Failure to Provide Adequate Supervision for High Fall Risk Resident
Penalty
Summary
A deficiency occurred when the facility failed to provide adequate supervision and ensure staff familiarity with a resident assessed as high risk for falls. The resident, who had severe cognitive impairment and was dependent on staff for most activities of daily living, experienced multiple falls, including an unwitnessed fall that resulted in hospitalization for head trauma. The facility's care plan and interdisciplinary team (IDT) interventions specified that the resident should not be left unattended in a wheelchair, and that staff should escort or endorse the resident between locations. However, these interventions were not consistently implemented, particularly after the resident was moved to a new room with unfamiliar caregivers.

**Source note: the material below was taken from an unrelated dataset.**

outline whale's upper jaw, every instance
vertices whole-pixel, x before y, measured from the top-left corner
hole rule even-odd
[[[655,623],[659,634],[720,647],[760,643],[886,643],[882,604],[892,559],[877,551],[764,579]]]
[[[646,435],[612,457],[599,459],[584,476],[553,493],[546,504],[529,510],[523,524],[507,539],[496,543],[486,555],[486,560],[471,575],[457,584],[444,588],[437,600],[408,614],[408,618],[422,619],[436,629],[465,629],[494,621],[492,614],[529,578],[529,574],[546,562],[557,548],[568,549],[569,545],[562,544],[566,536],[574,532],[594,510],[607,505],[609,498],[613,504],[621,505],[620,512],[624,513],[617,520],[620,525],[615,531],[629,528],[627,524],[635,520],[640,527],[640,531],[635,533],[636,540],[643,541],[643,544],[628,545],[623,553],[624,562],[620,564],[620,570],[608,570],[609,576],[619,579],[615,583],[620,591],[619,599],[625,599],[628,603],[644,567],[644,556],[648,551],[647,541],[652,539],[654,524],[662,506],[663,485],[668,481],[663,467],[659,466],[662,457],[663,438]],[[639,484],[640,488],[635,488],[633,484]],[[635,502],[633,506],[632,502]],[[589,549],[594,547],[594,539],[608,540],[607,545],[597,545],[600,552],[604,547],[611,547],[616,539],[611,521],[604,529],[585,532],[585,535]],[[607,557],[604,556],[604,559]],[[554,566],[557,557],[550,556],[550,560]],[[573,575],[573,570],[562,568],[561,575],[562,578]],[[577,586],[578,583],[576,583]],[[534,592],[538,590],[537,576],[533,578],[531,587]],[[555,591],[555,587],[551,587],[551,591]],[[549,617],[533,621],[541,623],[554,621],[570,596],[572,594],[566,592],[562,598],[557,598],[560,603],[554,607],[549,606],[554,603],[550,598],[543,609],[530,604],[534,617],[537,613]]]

Observations and interviews revealed that staff were not always aware of or adhering to the resident's fall prevention interventions. On one occasion, the resident was found unsupervised in the hallway after wheeling himself from the activity room, contrary to the care plan. Staff interviews indicated that communication between activity and nursing staff was primarily verbal and not documented, leading to lapses in supervision. Additionally, there were no visible indicators in the resident's environment to alert staff to the high fall risk, and staff monitoring intervals may not have been sufficient given the resident's condition. The facility's policies required that interventions be communicated to all relevant staff, implemented consistently, and re-evaluated after each fall. Despite these requirements, the resident continued to experience falls, including in situations where new caregivers were unaware of the resident's routine. The lack of consistent supervision, inadequate communication, and failure to reassess and adjust interventions after each fall directly contributed to the resident's repeated falls and subsequent injury.